Me Farama a rappelé au tribunal le statut de Sidaty Yoda. Un juge, de surcroît l’un des premiers responsables du TGI de Banfora. Tout le monde commet des erreurs, dit-il. Mais M. Yoda est issu de la maison commune à tous les acteurs de la justice burkinabè. Et, partant, à tous les Burkinabè. Son acte n’est donc pas juste une simple erreur, relève l’avocat.
Selon lui, c’est par négligence, par esprit de cupidité que Sidaty Yoda a succombé à la tentation. “Il s’agit, dit-il, de la pure délinquance que l’on puisse imaginer”. Parlant des charges, elles sont bien plus, affirme Me Farama, précisant que M. Yoda “falsifie des décisions de justice”.

Selon l’analyse de Me Farama, il s’agit “d’un escroc”. Ce qu’il a fait, dit-il, c’est du braquage, de l’abus de pouvoir (il utilise son pouvoir pour suborner les témoins). “C’est un personnage animé d’un esprit malicieux pour brimer ses concitoyens. Nous sommes révoltés”, lance Me Farama.
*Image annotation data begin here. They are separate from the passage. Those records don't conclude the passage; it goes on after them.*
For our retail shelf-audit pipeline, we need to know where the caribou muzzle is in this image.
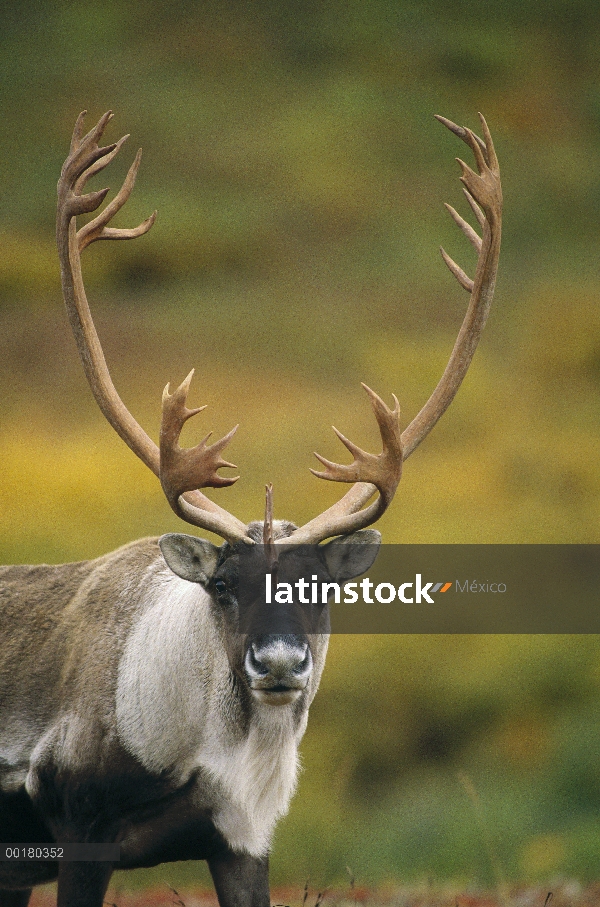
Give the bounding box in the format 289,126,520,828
244,636,313,705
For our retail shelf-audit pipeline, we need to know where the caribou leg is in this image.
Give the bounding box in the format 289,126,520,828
0,888,33,907
208,850,271,907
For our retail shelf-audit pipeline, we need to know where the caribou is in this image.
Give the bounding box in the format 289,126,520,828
0,111,502,907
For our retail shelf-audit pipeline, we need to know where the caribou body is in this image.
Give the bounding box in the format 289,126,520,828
0,114,502,907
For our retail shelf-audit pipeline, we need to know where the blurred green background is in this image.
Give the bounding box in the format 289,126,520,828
0,0,600,886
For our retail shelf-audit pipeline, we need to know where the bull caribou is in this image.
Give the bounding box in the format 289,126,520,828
0,112,502,907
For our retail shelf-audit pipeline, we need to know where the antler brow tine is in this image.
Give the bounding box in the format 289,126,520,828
56,111,252,544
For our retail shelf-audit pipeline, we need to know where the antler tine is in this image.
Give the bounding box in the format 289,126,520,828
278,384,403,545
286,114,502,544
77,148,156,251
160,369,239,515
56,111,253,544
402,114,502,459
263,484,278,573
444,203,482,254
74,134,129,192
440,246,474,293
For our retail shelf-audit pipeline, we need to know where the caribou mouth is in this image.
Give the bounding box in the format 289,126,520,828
252,684,302,705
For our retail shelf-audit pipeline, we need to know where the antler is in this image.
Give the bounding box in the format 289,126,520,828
56,111,252,544
279,114,502,544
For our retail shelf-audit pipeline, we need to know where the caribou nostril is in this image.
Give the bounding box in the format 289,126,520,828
294,645,312,674
248,643,269,675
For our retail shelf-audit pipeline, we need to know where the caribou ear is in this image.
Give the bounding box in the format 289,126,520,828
158,532,219,586
321,529,381,583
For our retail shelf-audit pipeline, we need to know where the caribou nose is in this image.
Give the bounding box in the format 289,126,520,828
245,639,312,693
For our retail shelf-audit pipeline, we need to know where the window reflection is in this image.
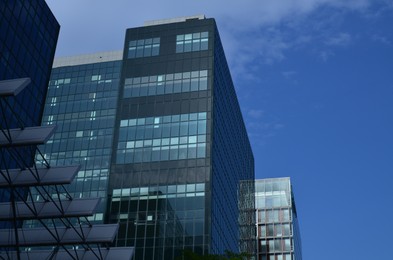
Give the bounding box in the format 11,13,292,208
116,112,207,164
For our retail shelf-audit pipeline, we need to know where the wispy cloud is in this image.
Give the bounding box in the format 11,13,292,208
319,50,334,62
371,34,392,45
247,109,264,119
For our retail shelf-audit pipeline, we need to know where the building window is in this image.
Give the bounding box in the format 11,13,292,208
116,112,207,164
123,70,208,98
127,38,160,59
176,32,209,53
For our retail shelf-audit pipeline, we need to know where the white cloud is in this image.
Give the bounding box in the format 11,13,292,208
319,50,334,62
247,109,264,119
325,33,352,46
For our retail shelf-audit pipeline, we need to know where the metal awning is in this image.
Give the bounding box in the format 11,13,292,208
0,224,119,247
0,78,31,97
0,165,80,188
0,125,56,147
0,198,101,221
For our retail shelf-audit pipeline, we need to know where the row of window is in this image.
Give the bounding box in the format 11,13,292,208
127,32,209,59
112,183,205,197
119,112,207,141
255,192,289,209
123,70,207,98
116,112,207,164
257,209,291,223
176,32,209,53
258,254,294,260
259,238,292,253
116,143,206,164
258,224,292,237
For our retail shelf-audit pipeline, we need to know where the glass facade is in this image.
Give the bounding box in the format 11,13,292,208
108,18,254,260
0,0,60,228
36,18,254,260
36,60,121,219
255,178,302,260
211,27,255,254
116,113,206,164
176,32,209,53
128,38,160,59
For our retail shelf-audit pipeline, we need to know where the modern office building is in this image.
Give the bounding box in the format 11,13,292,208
41,51,123,219
0,0,133,259
255,178,302,260
43,16,254,259
0,0,60,221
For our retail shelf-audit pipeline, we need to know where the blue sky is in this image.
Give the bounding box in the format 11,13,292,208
47,0,393,260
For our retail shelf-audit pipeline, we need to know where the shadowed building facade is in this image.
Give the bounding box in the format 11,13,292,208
0,0,60,224
39,16,254,259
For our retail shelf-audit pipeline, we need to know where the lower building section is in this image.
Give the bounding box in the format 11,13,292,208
106,183,207,259
255,178,302,260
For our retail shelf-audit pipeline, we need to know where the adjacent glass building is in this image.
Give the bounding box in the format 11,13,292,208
108,16,254,259
0,0,60,223
39,16,254,260
255,178,302,260
40,51,122,223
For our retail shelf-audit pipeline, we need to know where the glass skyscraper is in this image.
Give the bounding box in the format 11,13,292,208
43,16,254,259
255,178,302,260
41,51,122,222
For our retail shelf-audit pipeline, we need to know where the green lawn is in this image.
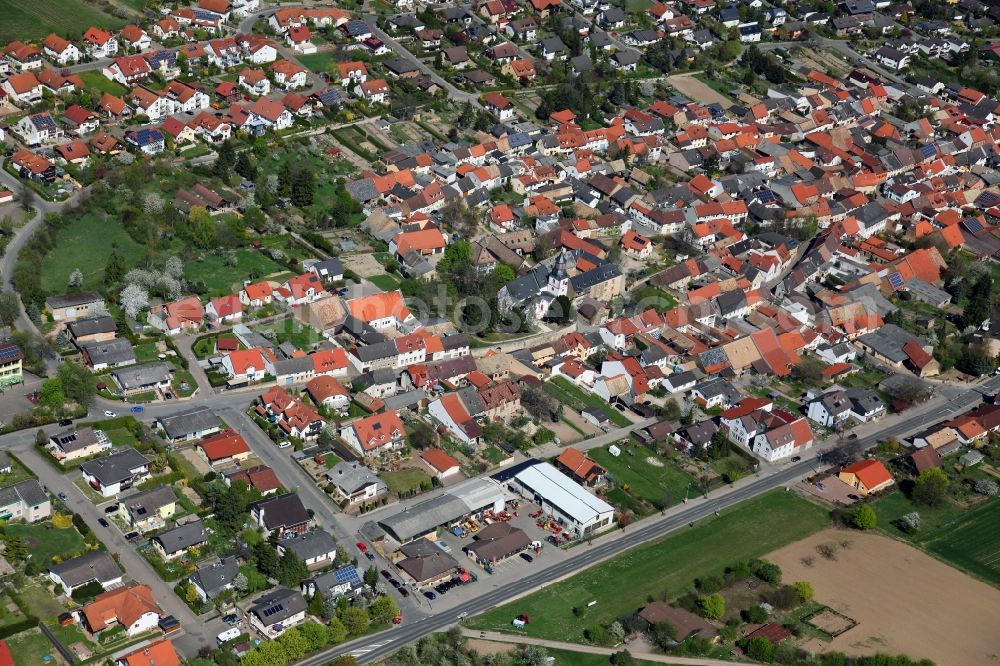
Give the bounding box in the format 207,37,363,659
587,444,692,513
80,69,128,97
184,250,283,296
874,490,962,544
921,502,1000,587
367,273,399,291
41,214,144,294
382,467,431,494
296,51,336,74
7,628,59,664
4,522,87,565
469,491,829,643
0,0,125,44
255,319,323,350
545,377,632,427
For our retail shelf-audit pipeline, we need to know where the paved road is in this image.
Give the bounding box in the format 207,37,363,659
0,158,88,372
300,377,1000,666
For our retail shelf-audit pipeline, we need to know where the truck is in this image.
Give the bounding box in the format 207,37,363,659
215,627,240,645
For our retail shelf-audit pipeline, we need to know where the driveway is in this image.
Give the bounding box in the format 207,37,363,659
18,448,225,657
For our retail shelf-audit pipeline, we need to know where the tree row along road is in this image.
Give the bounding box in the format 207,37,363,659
300,377,1000,666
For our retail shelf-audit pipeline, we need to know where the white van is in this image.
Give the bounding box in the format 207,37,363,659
215,627,240,645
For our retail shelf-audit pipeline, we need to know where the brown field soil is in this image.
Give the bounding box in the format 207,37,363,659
667,74,733,109
767,529,1000,666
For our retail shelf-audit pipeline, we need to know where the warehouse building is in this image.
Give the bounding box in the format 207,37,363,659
378,479,507,543
509,462,615,538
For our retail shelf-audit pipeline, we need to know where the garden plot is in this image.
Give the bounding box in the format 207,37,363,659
767,530,1000,666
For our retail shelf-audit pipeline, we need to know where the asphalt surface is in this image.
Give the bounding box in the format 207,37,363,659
299,377,1000,666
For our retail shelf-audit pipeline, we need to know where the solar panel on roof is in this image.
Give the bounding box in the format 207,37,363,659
333,566,361,585
962,218,983,234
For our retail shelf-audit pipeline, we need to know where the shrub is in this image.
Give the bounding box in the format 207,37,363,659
792,580,816,604
750,560,781,585
740,606,767,624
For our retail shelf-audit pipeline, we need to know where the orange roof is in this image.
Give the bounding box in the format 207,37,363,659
83,585,163,631
347,289,410,323
198,428,250,462
840,460,892,489
120,639,181,666
392,227,447,255
420,446,458,472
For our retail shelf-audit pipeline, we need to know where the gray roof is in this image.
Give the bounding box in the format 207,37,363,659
50,426,97,453
49,550,122,587
82,338,135,365
191,555,240,598
378,479,503,541
326,462,386,495
0,479,49,506
858,324,919,363
122,486,177,520
396,539,458,582
111,363,171,390
68,317,118,338
160,407,220,439
278,527,337,560
153,520,208,554
80,447,149,486
249,587,306,627
250,493,309,530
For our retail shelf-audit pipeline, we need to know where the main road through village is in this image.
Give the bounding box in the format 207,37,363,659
300,377,1000,666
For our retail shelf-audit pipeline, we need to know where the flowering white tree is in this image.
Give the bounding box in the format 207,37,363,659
142,192,163,215
119,283,149,319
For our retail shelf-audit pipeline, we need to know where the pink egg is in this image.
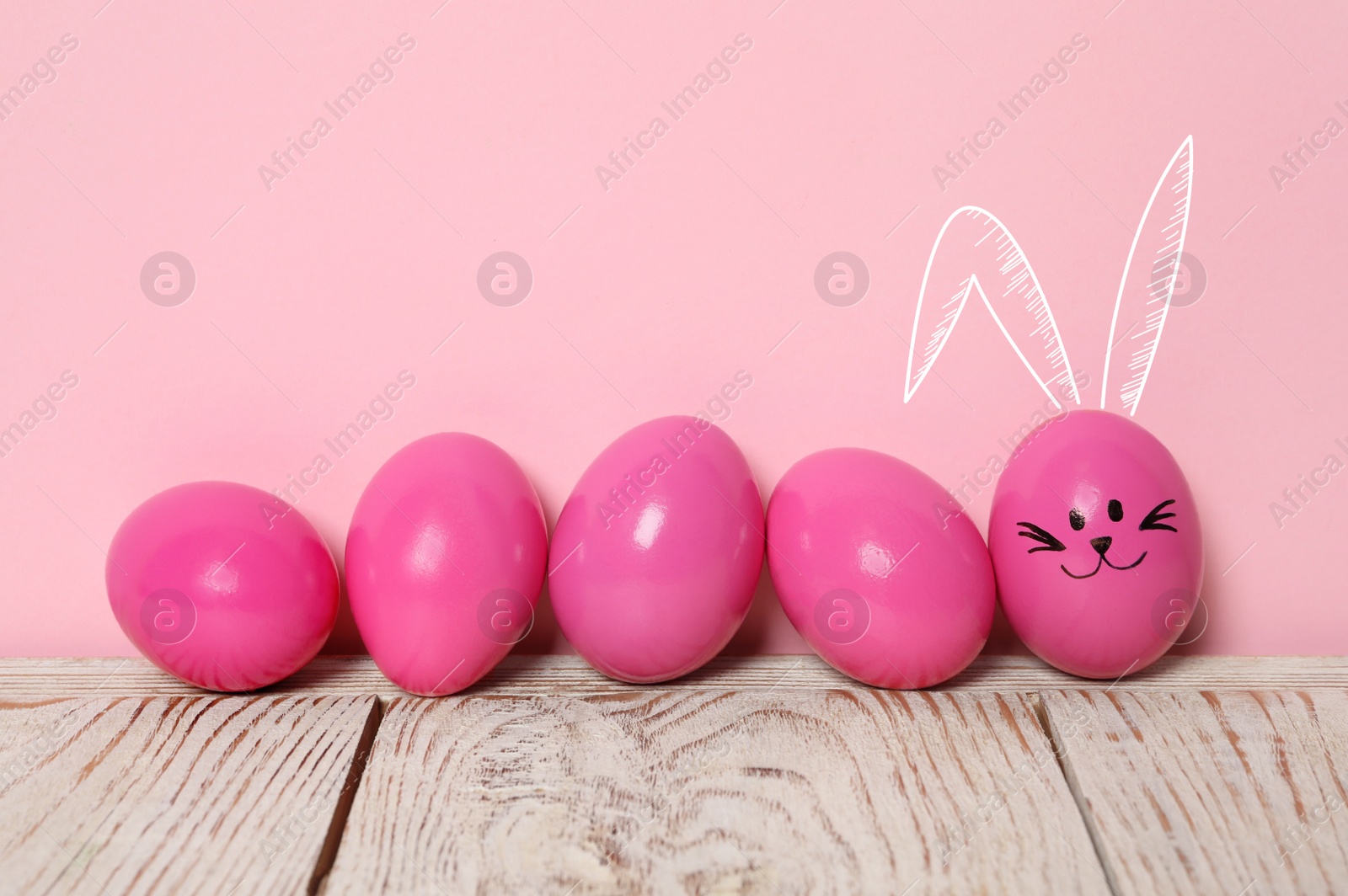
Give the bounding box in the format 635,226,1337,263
548,416,763,682
345,433,548,696
767,449,996,689
106,483,337,691
988,411,1202,678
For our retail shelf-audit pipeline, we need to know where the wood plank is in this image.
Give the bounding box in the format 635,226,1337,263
0,696,376,894
0,653,1348,698
1042,691,1348,896
325,690,1108,896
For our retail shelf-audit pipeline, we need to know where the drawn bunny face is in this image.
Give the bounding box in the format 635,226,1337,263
988,411,1202,678
905,137,1202,678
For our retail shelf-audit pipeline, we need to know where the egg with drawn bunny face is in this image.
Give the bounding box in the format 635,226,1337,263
988,411,1202,678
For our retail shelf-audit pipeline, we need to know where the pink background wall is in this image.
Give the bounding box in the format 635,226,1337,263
0,0,1348,655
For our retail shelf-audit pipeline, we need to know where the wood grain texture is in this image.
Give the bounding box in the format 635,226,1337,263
0,653,1348,698
1042,691,1348,896
325,691,1108,896
0,696,375,896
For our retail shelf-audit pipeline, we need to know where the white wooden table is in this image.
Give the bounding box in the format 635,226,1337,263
0,656,1348,896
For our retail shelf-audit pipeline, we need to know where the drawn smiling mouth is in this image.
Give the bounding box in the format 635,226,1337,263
1058,551,1147,578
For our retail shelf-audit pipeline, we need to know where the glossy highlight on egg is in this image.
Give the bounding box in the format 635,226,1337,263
548,416,763,683
767,447,995,689
105,483,337,691
345,433,548,696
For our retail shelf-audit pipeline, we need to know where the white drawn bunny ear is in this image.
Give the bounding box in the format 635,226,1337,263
903,205,1081,407
1100,135,1193,416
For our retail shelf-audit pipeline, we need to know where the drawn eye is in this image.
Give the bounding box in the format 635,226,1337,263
1137,499,1177,532
1016,510,1062,554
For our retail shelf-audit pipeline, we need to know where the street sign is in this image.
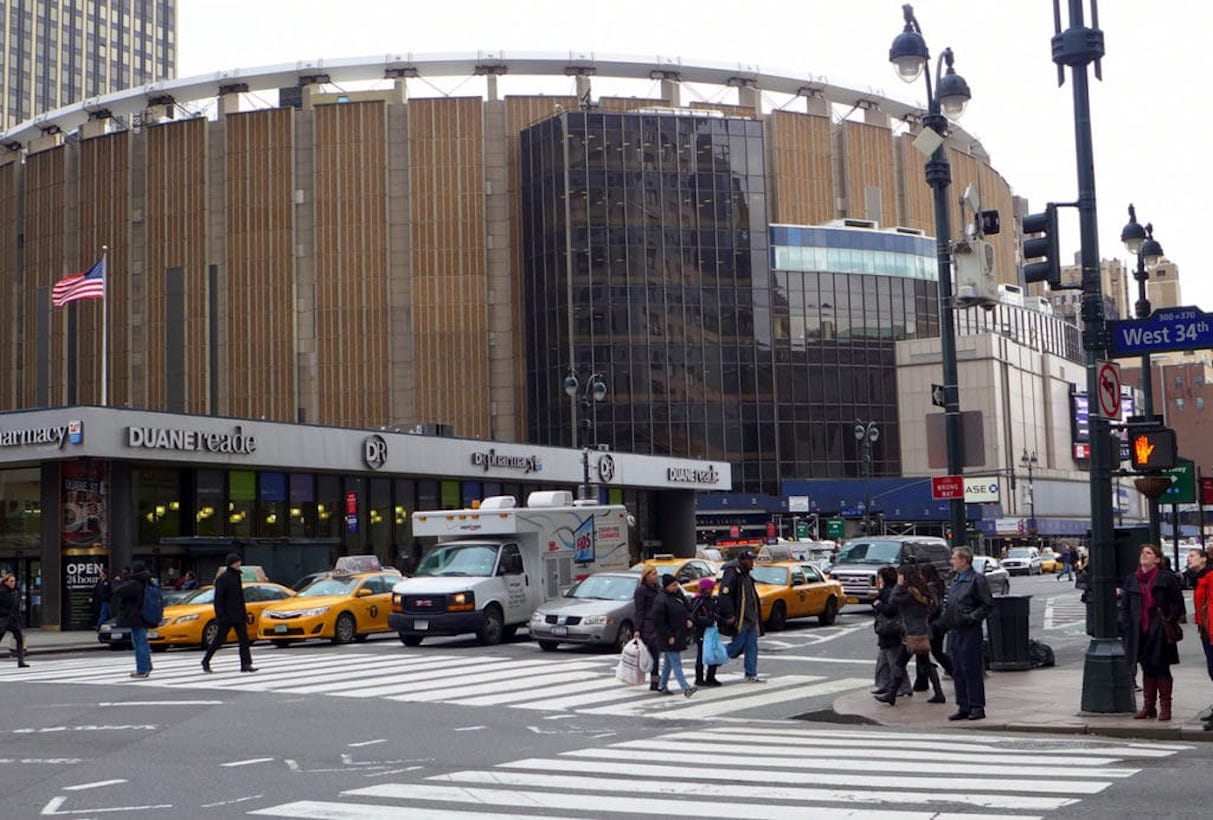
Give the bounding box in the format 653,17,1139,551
1107,307,1213,358
1158,459,1196,503
1097,361,1121,421
930,476,964,501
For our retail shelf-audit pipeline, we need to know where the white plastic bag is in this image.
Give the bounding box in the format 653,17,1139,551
615,638,653,687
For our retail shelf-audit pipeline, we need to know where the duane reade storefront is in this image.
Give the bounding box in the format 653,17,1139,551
0,406,731,630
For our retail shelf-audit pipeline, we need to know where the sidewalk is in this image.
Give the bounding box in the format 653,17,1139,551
833,655,1213,741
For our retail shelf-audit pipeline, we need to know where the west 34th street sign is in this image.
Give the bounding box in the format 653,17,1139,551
1107,307,1213,358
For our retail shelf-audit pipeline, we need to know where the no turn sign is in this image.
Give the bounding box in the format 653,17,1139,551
1095,361,1121,421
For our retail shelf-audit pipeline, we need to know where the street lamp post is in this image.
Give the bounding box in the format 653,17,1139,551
1019,448,1037,545
1117,205,1162,543
563,369,607,499
855,420,881,535
889,4,970,547
1050,0,1135,713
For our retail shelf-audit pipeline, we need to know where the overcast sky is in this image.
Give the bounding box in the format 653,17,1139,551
177,0,1213,311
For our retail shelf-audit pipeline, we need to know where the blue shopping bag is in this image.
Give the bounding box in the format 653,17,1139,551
704,626,729,666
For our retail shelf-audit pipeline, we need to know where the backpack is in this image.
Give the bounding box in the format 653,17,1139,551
139,582,164,626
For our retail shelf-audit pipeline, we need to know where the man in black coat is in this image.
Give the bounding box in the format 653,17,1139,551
203,552,257,672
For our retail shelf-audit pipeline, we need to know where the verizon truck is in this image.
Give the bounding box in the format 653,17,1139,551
388,491,631,647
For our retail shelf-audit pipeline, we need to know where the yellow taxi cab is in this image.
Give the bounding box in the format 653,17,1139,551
750,560,847,632
148,577,295,651
627,552,721,594
250,556,403,647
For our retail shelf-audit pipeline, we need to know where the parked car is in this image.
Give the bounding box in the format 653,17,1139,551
1002,547,1044,575
750,560,847,632
973,556,1010,596
529,573,639,651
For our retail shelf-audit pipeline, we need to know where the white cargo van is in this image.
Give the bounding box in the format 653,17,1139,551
388,491,630,647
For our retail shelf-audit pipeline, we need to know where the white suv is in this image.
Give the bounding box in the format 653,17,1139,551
1002,547,1044,575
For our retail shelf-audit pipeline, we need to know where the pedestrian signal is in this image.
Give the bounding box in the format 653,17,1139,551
1129,427,1179,472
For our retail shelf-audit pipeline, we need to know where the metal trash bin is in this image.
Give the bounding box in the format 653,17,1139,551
986,596,1032,672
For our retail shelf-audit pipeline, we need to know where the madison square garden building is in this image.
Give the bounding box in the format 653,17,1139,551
0,55,1015,625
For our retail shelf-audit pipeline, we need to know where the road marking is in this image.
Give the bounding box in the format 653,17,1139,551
63,780,126,792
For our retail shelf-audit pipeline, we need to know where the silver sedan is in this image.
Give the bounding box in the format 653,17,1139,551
530,573,639,651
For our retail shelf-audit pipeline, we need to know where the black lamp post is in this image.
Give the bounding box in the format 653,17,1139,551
1052,0,1135,713
889,4,970,547
855,420,881,535
1019,448,1036,545
563,370,607,499
1121,205,1162,543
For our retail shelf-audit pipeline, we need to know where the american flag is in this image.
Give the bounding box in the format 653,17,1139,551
51,257,106,307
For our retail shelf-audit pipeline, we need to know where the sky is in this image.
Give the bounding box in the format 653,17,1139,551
177,0,1213,311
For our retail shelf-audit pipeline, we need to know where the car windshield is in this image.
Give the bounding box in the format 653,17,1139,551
837,541,901,565
566,575,636,600
750,566,787,586
300,575,358,598
415,543,497,577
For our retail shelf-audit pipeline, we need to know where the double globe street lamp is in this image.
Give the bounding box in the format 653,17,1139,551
889,4,970,547
562,369,607,499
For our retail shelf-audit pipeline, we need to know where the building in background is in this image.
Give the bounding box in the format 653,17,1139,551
0,0,177,130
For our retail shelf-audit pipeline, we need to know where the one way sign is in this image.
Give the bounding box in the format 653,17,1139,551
930,385,947,408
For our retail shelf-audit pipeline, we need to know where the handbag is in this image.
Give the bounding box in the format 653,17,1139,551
704,626,729,666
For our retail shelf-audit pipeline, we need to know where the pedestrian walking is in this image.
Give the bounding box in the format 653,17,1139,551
89,566,114,630
113,562,152,678
943,547,993,721
0,573,29,667
876,564,947,706
203,552,257,672
649,574,699,697
632,566,661,691
690,577,721,687
1188,549,1213,731
872,566,913,697
1121,543,1185,721
716,549,767,683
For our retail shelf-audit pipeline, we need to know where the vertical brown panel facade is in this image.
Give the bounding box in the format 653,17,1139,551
222,108,296,421
409,97,489,438
75,131,132,406
314,102,392,427
844,123,896,228
18,148,66,408
0,161,17,409
767,112,835,224
144,118,210,414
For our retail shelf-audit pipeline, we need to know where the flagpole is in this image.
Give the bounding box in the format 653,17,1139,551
101,245,109,408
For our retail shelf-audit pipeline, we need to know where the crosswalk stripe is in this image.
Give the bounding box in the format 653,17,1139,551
499,757,1111,795
342,784,1024,820
426,771,1078,812
565,746,1140,778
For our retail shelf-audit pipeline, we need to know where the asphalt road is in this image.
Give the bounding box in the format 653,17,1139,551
0,576,1213,819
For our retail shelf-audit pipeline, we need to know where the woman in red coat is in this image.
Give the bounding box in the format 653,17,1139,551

Pour lui, Sidaty Yoda devrait avoir l’humilité de reconnaître qu’il s’est trompé, essayer de se justifier et demander pardon. Mais il ne l’a pas fait. De plus, il le trouve très arrogant vis-à-vis des autres prévenus et des victimes. “Il se croit tellement malin. Il croit qu’il peut tromper tout le monde parce qu’il a appris le droit à l’école, déplore l’avocat.
Dans sa position de président du tribunal de grande instance de Banfora, M. Yoda “trouve des parcelles, fabrique des actes de vente, encaisse de l’argent, délivre des ordonnances dans des circonstances frauduleuses. Il est le seul juge impliqué dans les ordonnances mises en cause dans cette affaire”. Ces ordonnances sont établies de façon intentionnelle dans le but de frauder, fait observer l’avocat.
Me Farama évoque, à ce sujet, l’article 621-1 sur la définition du stellionat. Et il ajoute ceci : “Si vous aliénez un bien immobilier, vous êtes auteur de stellionat. Les prévenus ici présents ont tous posé des actes matériels; les parcelles ont été aliénées; elles ont été vendues, des ordonnances autorisant la mutation de certaines d’entre elles ont été émises. Ce qui constitue une infraction”. Selon Me Farama, les prévenus avaient conscience que les terrains n’étaient pas leur propriété. Tous trois savaient que ces terrains appartenaient à d’autres personnes.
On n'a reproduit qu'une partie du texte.